Le Président de la République préside obligatoirement le Conseil des ministres dans les domaines de la défense, des affaires étrangères, et de la sécurité nationale relative à la protection de l’État et du territoire national des menaces intérieures et extérieures. Il peut assister aux autres Conseils des ministres. En sa présence, il préside le Conseil.

Tous les projets de lois sont délibérés au Conseil des ministres. 

Article 93

Le Chef du Gouvernement exerce le pouvoir réglementaire général. Il émet les ordonnances individuelles qu’il signe après délibération du conseil des ministres.

Les décrets émis par le Chef du Gouvernement prennent l’appellation de décrets gouvernementaux.

Chaque décret à caractère réglementaire est contresigné par le  ministre concerné.

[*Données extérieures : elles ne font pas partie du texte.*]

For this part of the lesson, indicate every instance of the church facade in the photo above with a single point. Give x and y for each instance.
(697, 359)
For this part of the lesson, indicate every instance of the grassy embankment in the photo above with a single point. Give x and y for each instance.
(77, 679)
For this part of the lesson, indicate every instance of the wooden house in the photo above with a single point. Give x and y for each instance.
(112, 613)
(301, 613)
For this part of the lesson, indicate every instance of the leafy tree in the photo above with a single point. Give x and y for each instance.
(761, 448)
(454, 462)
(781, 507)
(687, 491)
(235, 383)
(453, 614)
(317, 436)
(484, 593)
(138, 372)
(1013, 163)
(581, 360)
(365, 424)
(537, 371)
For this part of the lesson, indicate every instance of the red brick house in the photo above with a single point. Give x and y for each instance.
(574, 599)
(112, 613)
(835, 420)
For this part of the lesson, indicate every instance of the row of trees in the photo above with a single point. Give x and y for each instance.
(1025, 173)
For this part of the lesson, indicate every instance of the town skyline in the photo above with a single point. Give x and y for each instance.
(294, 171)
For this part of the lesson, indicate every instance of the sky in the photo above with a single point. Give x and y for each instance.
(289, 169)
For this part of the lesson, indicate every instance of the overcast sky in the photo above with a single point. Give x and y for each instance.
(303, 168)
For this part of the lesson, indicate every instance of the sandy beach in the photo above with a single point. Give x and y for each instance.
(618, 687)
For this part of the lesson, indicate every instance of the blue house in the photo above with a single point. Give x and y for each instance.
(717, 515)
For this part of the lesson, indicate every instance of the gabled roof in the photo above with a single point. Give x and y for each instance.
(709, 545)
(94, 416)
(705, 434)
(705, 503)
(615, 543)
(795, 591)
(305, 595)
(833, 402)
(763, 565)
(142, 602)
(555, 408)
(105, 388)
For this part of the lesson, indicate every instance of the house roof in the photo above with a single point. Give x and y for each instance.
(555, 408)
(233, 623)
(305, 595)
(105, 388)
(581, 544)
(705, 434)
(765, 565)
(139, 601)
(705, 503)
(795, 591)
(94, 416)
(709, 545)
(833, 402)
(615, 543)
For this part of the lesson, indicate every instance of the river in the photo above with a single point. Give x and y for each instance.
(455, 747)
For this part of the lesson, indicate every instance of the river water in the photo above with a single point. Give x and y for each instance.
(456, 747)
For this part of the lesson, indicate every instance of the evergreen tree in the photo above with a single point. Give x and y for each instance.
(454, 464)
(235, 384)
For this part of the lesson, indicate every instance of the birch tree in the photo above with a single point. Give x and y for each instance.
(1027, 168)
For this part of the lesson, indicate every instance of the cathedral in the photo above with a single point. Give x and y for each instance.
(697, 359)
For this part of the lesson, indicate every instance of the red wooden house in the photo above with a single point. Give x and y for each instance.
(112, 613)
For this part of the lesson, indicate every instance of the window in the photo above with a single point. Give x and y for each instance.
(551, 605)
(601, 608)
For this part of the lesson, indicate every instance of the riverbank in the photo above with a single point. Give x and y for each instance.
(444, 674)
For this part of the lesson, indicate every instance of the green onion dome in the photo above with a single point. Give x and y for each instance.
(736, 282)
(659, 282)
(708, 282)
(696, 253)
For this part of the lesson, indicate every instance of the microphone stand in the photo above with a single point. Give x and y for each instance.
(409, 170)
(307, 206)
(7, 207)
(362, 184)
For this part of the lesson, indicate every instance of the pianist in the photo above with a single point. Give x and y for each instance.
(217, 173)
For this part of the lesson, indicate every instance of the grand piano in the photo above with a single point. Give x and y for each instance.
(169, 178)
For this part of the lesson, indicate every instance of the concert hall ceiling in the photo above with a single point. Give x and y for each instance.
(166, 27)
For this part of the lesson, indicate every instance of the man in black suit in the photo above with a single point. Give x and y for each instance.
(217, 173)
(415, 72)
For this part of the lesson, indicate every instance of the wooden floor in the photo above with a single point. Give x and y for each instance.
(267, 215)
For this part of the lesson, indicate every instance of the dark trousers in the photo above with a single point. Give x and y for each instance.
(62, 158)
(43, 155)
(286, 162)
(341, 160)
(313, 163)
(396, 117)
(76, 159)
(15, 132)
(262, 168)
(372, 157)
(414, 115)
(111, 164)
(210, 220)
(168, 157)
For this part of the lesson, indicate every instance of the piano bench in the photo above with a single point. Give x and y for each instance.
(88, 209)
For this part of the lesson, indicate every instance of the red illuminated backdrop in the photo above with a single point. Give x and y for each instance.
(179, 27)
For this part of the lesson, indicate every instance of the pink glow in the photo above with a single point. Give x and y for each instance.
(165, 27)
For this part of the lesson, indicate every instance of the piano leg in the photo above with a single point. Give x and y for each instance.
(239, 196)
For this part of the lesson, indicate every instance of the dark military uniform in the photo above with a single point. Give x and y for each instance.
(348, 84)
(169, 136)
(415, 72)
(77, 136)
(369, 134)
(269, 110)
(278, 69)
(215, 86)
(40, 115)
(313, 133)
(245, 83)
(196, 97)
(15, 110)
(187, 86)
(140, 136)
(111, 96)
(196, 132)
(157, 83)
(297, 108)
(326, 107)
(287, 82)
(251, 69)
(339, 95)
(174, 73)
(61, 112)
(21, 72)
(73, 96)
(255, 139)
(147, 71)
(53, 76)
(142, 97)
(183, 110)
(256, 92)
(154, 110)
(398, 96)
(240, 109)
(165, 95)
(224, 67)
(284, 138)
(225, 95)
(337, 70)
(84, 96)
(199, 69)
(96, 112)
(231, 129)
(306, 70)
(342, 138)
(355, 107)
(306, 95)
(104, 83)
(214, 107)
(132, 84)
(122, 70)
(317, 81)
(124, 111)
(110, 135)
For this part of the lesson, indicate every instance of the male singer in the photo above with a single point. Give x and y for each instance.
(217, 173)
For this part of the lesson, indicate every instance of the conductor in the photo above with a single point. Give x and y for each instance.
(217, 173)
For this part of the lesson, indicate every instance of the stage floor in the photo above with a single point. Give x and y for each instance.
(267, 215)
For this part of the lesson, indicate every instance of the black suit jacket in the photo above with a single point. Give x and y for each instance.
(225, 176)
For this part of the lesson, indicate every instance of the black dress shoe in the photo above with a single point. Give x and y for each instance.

Le Chef du Gouvernement vise les arrêtés réglementaires pris par les ministres.

Article 94

Le gouvernement est responsable devant l’Assemblée des Représentants du Peuple. 

Article 95

Chaque membre de l’Assemblée des Représentants du Peuple peut adresser au gouvernement des questions écrites ou orales conformément au Règlement Intérieur de l’Assemblée

Article 96

Une motion de censure peut être votée à l’encontre du gouvernement si elle est présentée au Président de l’Assemblée des Représentants du Peuple, motivée et signée par un minimum d’un tiers des membres. La motion de censure n’est votée qu’après quinze jours de son dépôt auprès de la Présidence de l’Assemblée.

Le retrait de confiance doit obtenir l’accord de  la majorité absolue des députés et être accompagné  d’un candidat de remplacement, qui est approuvé par le même vote. Celui-ci est chargé par le Président de la République de former un gouvernement.

En cas de non-obtention de la majorité requise, aucune nouvelle motion de censure  ne peut être présentée avant  six mois révolus.  

L’Assemblée des Représentants du Peuple peut retirer sa confiance d’un membre du gouvernement après présentation d’une demande motivée au Président de l’Assemblée, signée par un minimum d’un tiers de ses membres, le vote du retrait de confiance doit obtenir  la majorité absolue.

Article 97

La démission du Chef du Gouvernement est considérée comme une démission de l’ensemble du gouvernement. La démission est présentée par écrit au Président de la République qui informe le Président de l’Assemblée des Représentants du Peuple.

Le Chef du Gouvernement peut solliciter un vote de confiance à l’Assemblée des Représentants du Peuple afin de poursuivre ses activités. Le vote est à la majorité absolue des membres de l’Assemblée des Représentants du Peuple.

Le gouvernement est considéré démissionnaire si l’Assemblée ne lui renouvelle pas sa confiance.

Dans les deux cas le Président de la République nomme la personnalité la plus apte à  former un nouveau gouvernement conformément aux dispositions de l’article 88.

Article 98

En cas de vacance définitive du poste de Chef du Gouvernement, pour quelque autre raison que la démission et le retrait de confiance, le Président de la République charge le candidat du parti politique ou de la coalition au pouvoir de former un gouvernement dans un délai d’un mois. En cas de dépassement du délai sans formation de gouvernement ou en cas de non-obtention par le gouvernement de la confiance de l’Assemblée, le Président de la République charge la personnalité la plus apte, à former un gouvernement qui se présentera devant l’Assemblée pour en obtenir la confiance conformément aux dispositions de l’article 88.

Le gouvernement sortant continue à expédier les affaires courantes sous l’autorité de l’un de ses membres qui sera choisi par le Conseil des ministres et nommé par le Président de la République jusqu’à la prise de fonctions du nouveau gouvernement.

Article 99

Les conflits relatifs aux compétences du Président de la République et du Chef du Gouvernement, sont soumis à la Cour constitutionnelle à la demande de la partie la plus diligente, laquelle tranche le litige dans un délai d'une semaine.